Hello Mirror!
Note, I am using an older version of pytorch, 0.3.0.
The only way I know to perform a convolution in pytorch (without
writing your own convolution logic) is to create an appropriate
torch.nn.Conv2d and apply it to your appropriately-reshaped data.
(Newer versions of pytorch may offer greater flexibility.)
Here is a hopefully self-explanatory script:
import torch
torch.__version__
mg_data = [
[10, 10, 10, 0, 0, 0],
[10, 10, 10, 0, 0, 0],
[10, 10, 10, 0, 0, 0],
[10, 10, 10, 0, 0, 0],
[10, 10, 10, 0, 0, 0],
[10, 10, 10, 0, 0, 0]
]
f_data = [
[1, 0, -1],
[1, 0, -1],
[1, 0, -1]
]
mg_data = torch.autograd.Variable (torch.FloatTensor (mg_data))

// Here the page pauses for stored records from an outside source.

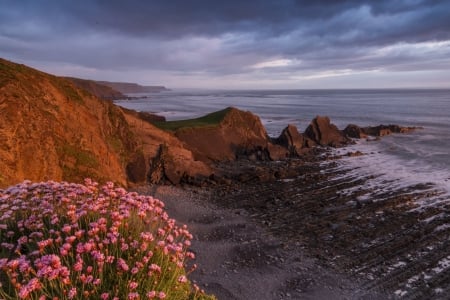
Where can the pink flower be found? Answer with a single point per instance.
(72, 293)
(133, 285)
(122, 265)
(105, 296)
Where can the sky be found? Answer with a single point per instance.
(234, 44)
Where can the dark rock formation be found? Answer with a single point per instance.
(324, 133)
(145, 116)
(97, 89)
(277, 152)
(355, 132)
(52, 130)
(295, 142)
(237, 133)
(130, 88)
(383, 130)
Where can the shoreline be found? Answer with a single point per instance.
(240, 259)
(314, 217)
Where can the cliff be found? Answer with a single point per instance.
(222, 135)
(50, 129)
(97, 89)
(130, 88)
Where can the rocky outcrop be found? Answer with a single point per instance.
(145, 116)
(324, 133)
(164, 157)
(236, 133)
(383, 130)
(295, 142)
(97, 89)
(51, 130)
(130, 88)
(354, 131)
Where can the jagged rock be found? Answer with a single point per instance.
(383, 130)
(237, 133)
(292, 140)
(52, 130)
(277, 152)
(354, 131)
(324, 133)
(137, 169)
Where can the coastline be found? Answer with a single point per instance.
(310, 233)
(240, 259)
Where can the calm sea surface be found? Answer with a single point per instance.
(422, 156)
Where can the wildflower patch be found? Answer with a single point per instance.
(62, 240)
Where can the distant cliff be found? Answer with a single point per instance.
(130, 88)
(50, 129)
(100, 90)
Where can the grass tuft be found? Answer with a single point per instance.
(210, 120)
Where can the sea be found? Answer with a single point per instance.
(394, 162)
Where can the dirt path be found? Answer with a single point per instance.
(239, 259)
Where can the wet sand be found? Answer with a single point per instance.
(304, 230)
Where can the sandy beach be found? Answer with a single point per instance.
(309, 234)
(239, 259)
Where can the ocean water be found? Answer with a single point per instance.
(397, 160)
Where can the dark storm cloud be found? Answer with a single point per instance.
(229, 37)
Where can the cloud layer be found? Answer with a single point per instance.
(245, 44)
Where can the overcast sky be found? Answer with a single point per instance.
(234, 43)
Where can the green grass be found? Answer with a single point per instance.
(210, 120)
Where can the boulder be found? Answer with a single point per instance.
(277, 152)
(354, 131)
(292, 140)
(324, 133)
(172, 166)
(382, 130)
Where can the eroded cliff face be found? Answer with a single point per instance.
(51, 130)
(164, 158)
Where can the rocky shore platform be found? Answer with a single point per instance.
(306, 229)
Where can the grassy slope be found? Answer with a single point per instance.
(212, 119)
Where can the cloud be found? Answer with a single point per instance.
(256, 40)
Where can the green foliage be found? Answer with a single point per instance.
(210, 120)
(67, 88)
(68, 241)
(83, 157)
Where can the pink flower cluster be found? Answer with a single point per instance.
(73, 241)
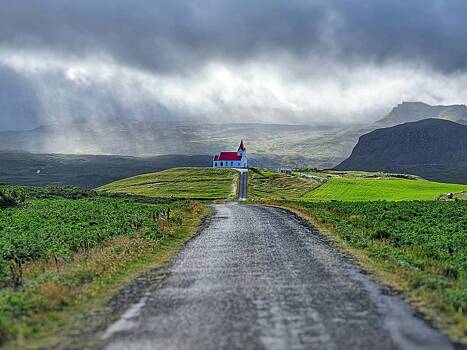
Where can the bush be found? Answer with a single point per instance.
(11, 198)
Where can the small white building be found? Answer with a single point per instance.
(231, 159)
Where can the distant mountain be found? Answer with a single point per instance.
(415, 111)
(83, 170)
(435, 149)
(270, 144)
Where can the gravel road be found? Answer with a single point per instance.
(260, 278)
(243, 191)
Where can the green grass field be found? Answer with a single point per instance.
(266, 184)
(422, 244)
(360, 189)
(61, 249)
(190, 183)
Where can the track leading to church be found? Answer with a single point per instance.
(260, 278)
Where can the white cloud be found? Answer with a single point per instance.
(268, 89)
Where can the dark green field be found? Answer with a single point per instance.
(423, 243)
(63, 247)
(192, 183)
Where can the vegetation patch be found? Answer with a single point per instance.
(365, 189)
(264, 184)
(418, 246)
(189, 183)
(59, 255)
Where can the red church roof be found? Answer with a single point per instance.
(227, 156)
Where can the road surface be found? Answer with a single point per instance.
(243, 192)
(260, 278)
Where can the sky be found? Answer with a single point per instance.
(268, 61)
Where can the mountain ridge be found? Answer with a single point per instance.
(435, 149)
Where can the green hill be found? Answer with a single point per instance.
(189, 183)
(361, 189)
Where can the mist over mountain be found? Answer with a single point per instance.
(414, 111)
(435, 149)
(318, 145)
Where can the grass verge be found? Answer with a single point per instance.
(57, 290)
(361, 189)
(417, 248)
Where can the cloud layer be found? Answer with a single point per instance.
(291, 61)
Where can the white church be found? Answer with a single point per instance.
(231, 159)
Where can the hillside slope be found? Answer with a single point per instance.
(86, 171)
(433, 148)
(415, 111)
(184, 183)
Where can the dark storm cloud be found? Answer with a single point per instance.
(166, 35)
(308, 61)
(19, 106)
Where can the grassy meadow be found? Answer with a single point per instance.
(186, 183)
(365, 189)
(66, 251)
(264, 184)
(418, 247)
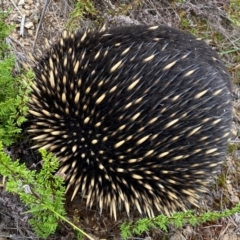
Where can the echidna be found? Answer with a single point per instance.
(138, 116)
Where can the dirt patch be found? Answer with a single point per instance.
(36, 20)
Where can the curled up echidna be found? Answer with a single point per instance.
(137, 116)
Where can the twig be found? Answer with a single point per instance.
(40, 22)
(16, 7)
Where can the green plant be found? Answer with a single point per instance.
(81, 8)
(234, 12)
(13, 90)
(43, 193)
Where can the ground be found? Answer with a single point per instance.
(217, 21)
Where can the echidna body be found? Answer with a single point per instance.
(138, 116)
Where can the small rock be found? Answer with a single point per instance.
(28, 25)
(21, 2)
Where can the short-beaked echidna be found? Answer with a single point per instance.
(137, 116)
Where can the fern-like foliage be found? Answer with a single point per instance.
(13, 90)
(43, 193)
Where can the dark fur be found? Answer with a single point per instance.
(147, 181)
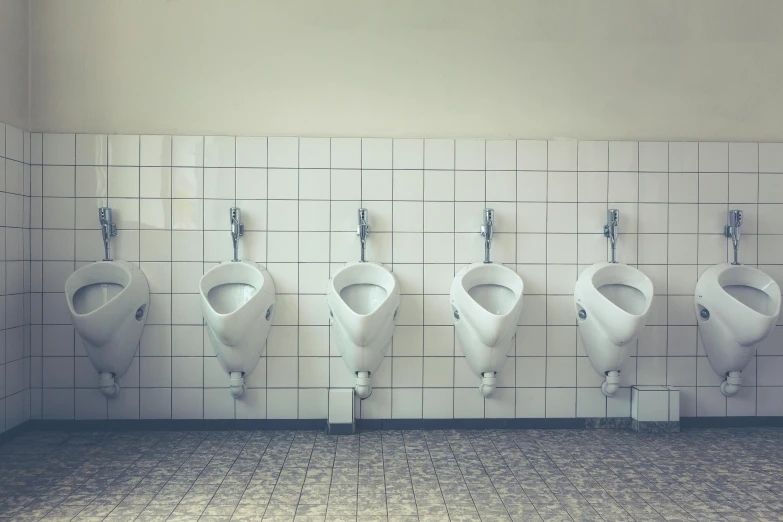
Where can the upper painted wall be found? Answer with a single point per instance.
(608, 69)
(14, 63)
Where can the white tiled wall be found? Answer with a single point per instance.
(299, 197)
(14, 277)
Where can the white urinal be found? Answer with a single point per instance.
(238, 303)
(363, 301)
(486, 301)
(108, 302)
(737, 306)
(612, 302)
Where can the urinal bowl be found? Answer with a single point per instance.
(736, 306)
(108, 302)
(486, 302)
(363, 300)
(238, 303)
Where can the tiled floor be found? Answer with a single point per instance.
(530, 475)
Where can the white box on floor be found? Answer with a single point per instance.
(341, 412)
(655, 403)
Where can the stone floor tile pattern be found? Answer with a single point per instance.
(394, 476)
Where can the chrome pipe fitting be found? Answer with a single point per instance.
(108, 230)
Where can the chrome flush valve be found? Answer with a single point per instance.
(733, 230)
(363, 230)
(610, 229)
(486, 232)
(108, 229)
(237, 228)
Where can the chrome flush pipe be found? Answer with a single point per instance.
(237, 228)
(486, 231)
(363, 230)
(733, 231)
(610, 229)
(108, 230)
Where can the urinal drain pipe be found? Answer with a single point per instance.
(109, 387)
(236, 384)
(731, 385)
(363, 388)
(611, 384)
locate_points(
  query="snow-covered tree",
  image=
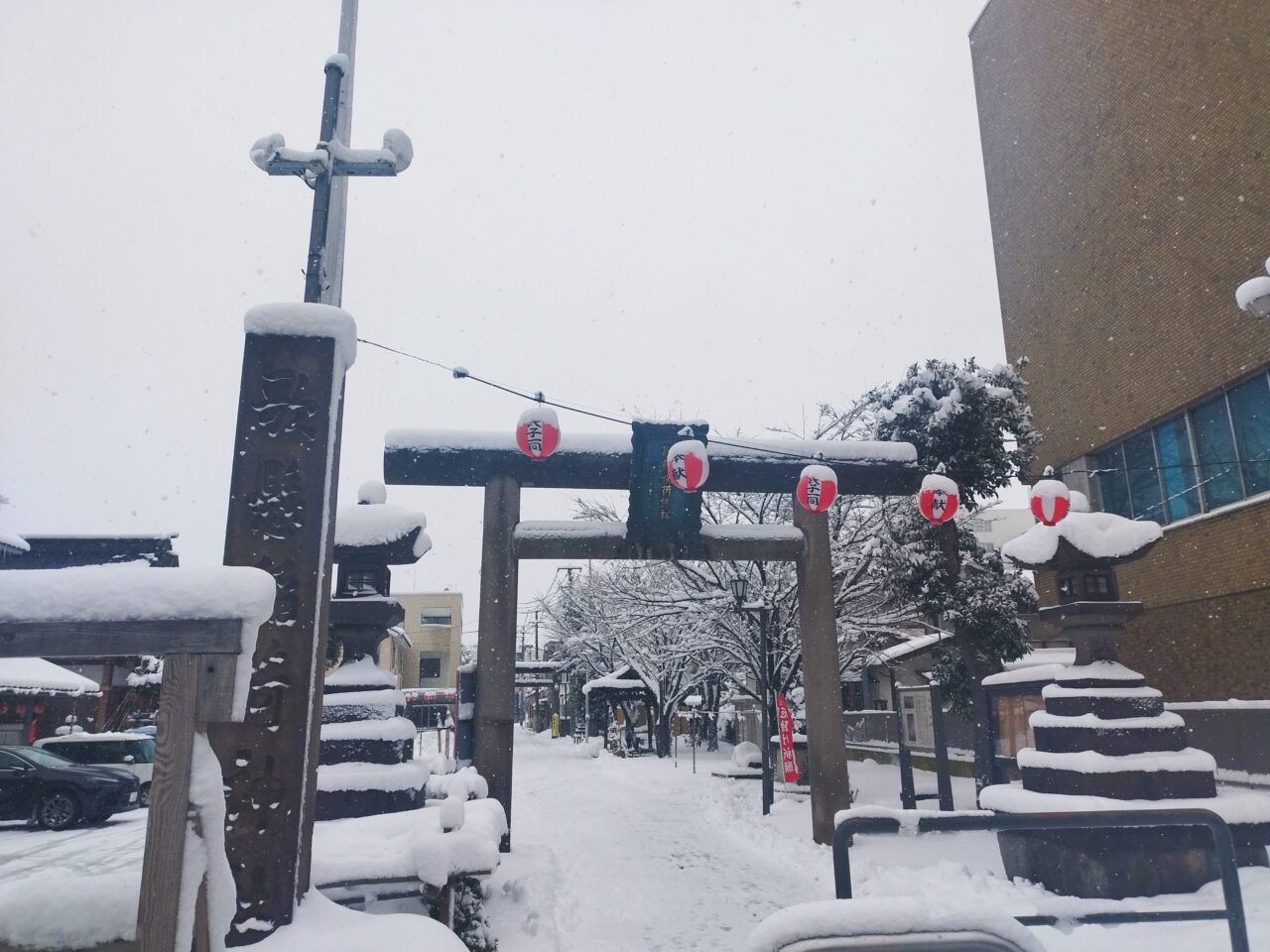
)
(976, 422)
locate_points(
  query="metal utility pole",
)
(765, 648)
(286, 465)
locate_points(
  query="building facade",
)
(435, 625)
(1127, 157)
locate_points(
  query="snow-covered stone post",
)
(495, 643)
(282, 520)
(826, 738)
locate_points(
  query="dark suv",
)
(58, 793)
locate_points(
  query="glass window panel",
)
(1112, 485)
(1250, 409)
(1214, 443)
(1178, 468)
(1139, 458)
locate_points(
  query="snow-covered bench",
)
(889, 925)
(409, 853)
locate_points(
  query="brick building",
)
(1127, 153)
(435, 625)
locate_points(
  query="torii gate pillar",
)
(495, 643)
(822, 690)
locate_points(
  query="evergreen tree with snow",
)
(976, 422)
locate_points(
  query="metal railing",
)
(1223, 843)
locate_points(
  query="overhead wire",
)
(538, 397)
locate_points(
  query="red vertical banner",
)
(785, 726)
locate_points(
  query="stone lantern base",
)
(1102, 738)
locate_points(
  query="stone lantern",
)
(367, 748)
(1105, 740)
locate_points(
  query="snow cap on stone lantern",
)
(817, 488)
(1049, 499)
(688, 465)
(538, 431)
(372, 493)
(938, 498)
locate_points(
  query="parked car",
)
(130, 752)
(58, 793)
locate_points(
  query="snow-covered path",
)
(638, 856)
(621, 855)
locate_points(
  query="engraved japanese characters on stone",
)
(284, 407)
(277, 508)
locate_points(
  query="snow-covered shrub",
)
(747, 754)
(471, 925)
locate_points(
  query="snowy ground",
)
(642, 855)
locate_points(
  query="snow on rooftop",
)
(307, 320)
(380, 525)
(902, 915)
(362, 671)
(1096, 535)
(911, 647)
(35, 675)
(13, 542)
(1037, 665)
(134, 593)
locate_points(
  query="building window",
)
(1213, 454)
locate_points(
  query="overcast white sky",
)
(716, 208)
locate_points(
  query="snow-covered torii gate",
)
(663, 524)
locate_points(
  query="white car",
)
(134, 753)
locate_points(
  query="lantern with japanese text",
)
(538, 433)
(817, 488)
(938, 498)
(1049, 499)
(688, 465)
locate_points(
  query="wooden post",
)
(826, 738)
(907, 792)
(495, 644)
(169, 805)
(942, 748)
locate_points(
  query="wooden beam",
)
(163, 864)
(771, 467)
(79, 639)
(583, 538)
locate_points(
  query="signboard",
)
(662, 520)
(785, 726)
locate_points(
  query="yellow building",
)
(435, 625)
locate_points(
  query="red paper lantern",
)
(688, 465)
(817, 488)
(1049, 499)
(938, 499)
(538, 433)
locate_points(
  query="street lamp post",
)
(739, 585)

f_data = torch.FloatTensor (f_data)
# create convolution -- stride and padding are 1 and 0 by default
cnv = torch.nn.Conv2d (1, 1, 3) # randomly initialized convolution layer
# set kernel to f_data and bias to 0
cnv.weight.data = f_data.unsqueeze (0).unsqueeze (0) # add singleton channels dimensions
cnv.bias.data.zero_()
# check convolution
cnv.weight
cnv.bias
# apply convolution to mg_data
output = cnv (mg_data.unsqueeze (0).unsqueeze (0)) # add singleton batch and channel dimensions
output # output is a Variable with some singleton dimensions
output.squeeze().data.tolist() # remove singleton dimensions and convert to python list
Here is the output:
>>> import torch
>>> torch.__version__
'0.3.0b0+591e73e'
>>>
>>> mg_data = [
... [10, 10, 10, 0, 0, 0],
... [10, 10, 10, 0, 0, 0],
... [10, 10, 10, 0, 0, 0],
... [10, 10, 10, 0, 0, 0],
... [10, 10, 10, 0, 0, 0],
... [10, 10, 10, 0, 0, 0]
... ]
>>>
>>> f_data = [
... [1, 0, -1],
... [1, 0, -1],
... [1, 0, -1]
... ]
>>>
>>> mg_data = torch.autograd.Variable (torch.FloatTensor (mg_data))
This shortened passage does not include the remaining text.